They close our line, but they can’t sever our echoes. Queer hearts pulse — outraged, resilient, unbroken.
July 17, 2025: A Date to Remember
On July 17, 2025, the Trump administration will dismantle the “Press 3” LGBTQ+ youth suicide prevention service on the 988 Lifeline—an expert-trained lifeline that supported roughly 1.3 million queer youth since 2022.
The decision rides on the false pretense of stopping “radical gender ideology” in counselor rooms—political theater at its cruelest.
Their Words, Our Wound
White House officials smear lifesaving care as “encouraging children to embrace radical gender ideology … without parental consent,” even as youth face life or death in isolation . This is violence cloaked in bureaucracy.
Jaymes Black Speaks: Incomprehensible Violence
Jaymes Black, CEO of The Trevor Project, calls the decision “devastating and heartbroken.” “The administration’s decision to remove a bipartisan, evidence‑based service that has effectively supported a high‑risk group of young people through their darkest moments is incomprehensible,” she said.
The Statistics That Haunt Us
- Lesbian, gay, and bisexual teens are over four times more likely to attempt suicide than their cis peers.
- Transgender youth see attempt rates near 40%.
- Half of Trevor Project’s roughly 500,000 crisis contacts last year came via 988’s Press 3 option .
Queer Reflection: Why It Matters Now
Queer reflection isn’t navel-gazing—it’s survival. It’s how we witness each other, testify to our existence, and build lifelines beyond broken systems. As a community, we hold mirrors to our wounds and carve out meaning in mourning.
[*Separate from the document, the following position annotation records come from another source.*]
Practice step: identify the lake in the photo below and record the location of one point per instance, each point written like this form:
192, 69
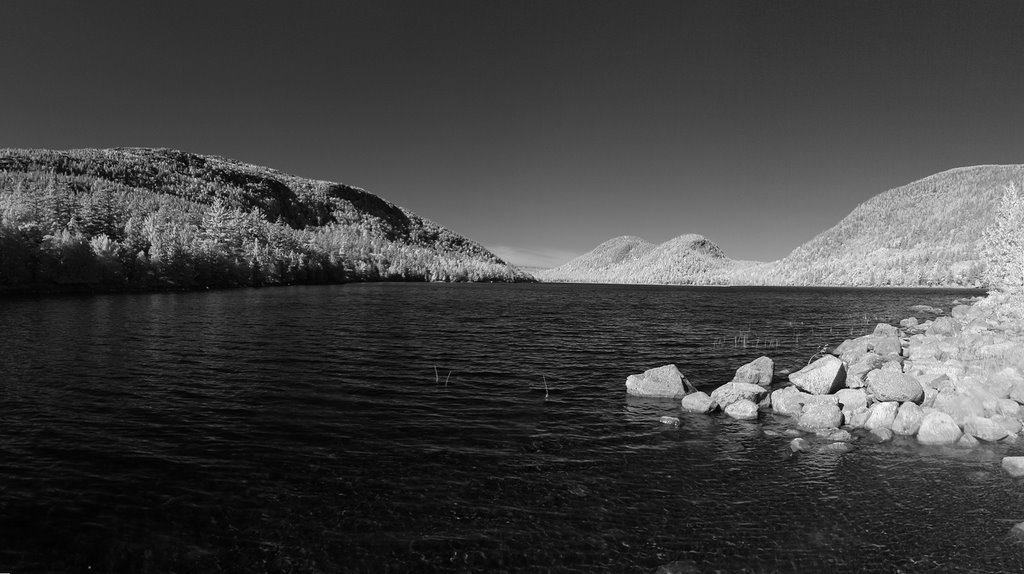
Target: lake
406, 428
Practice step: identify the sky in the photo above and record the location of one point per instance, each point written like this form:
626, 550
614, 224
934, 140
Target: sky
541, 129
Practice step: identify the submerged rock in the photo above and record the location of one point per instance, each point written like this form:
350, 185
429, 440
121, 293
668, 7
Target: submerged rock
742, 409
967, 441
662, 382
823, 377
882, 415
880, 435
945, 326
758, 371
890, 386
732, 392
1014, 466
697, 402
837, 448
835, 435
817, 415
984, 429
938, 428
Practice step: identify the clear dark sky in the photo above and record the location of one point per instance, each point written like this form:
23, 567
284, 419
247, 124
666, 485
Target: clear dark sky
541, 129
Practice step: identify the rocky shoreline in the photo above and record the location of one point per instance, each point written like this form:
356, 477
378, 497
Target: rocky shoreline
955, 381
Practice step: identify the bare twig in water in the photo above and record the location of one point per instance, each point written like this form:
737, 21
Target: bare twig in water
821, 351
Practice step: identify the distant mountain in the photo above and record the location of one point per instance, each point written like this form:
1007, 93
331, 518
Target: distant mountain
687, 259
144, 218
923, 233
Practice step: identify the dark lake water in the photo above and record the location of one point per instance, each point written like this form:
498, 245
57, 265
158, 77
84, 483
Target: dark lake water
304, 430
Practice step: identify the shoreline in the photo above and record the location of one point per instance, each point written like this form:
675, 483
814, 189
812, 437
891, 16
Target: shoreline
954, 381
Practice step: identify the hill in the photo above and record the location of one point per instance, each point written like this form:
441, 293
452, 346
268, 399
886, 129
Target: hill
923, 233
687, 259
143, 218
927, 232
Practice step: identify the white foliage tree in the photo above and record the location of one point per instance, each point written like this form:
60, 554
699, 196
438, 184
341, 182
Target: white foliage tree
1003, 244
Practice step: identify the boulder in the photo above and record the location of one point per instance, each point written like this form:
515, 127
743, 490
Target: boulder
799, 445
1014, 466
818, 415
945, 326
787, 401
858, 369
984, 429
851, 399
887, 347
907, 420
742, 409
697, 402
930, 395
883, 414
961, 312
938, 428
822, 377
892, 366
732, 392
662, 382
853, 347
1011, 424
1001, 384
891, 386
924, 351
758, 371
858, 417
958, 405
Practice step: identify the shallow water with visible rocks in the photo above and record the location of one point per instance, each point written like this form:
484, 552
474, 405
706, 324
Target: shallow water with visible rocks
406, 428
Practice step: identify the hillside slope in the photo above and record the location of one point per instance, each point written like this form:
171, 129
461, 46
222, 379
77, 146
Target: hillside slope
927, 232
143, 218
688, 259
923, 233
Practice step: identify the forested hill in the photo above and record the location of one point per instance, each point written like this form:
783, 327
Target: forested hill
142, 218
688, 259
925, 233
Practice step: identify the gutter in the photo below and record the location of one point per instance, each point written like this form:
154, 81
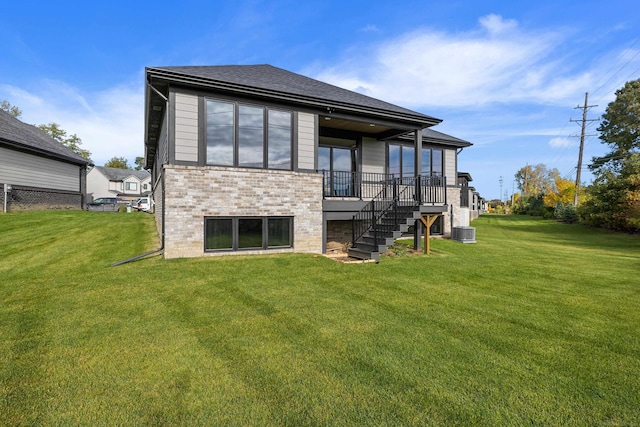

When a government silences our safe spaces, our shared reflections become acts of defiance.
Call to Action: Actively Alive
In the face of erasure, let’s respond with creation:
- Amplify Black’s voice—share her words and demand reintegration of Press 3.
- Donate now to The Trevor Project, Trans Lifeline, and community helplines.
- Reflect publicly—write your story, share your queer reflection as resistance.
- Lobby elected officials—tell them queer youth deserve specialized support, not political targeting.
We hold each other’s reflections so no one fades in the dark. They may cut our lines, but they cannot smother our light.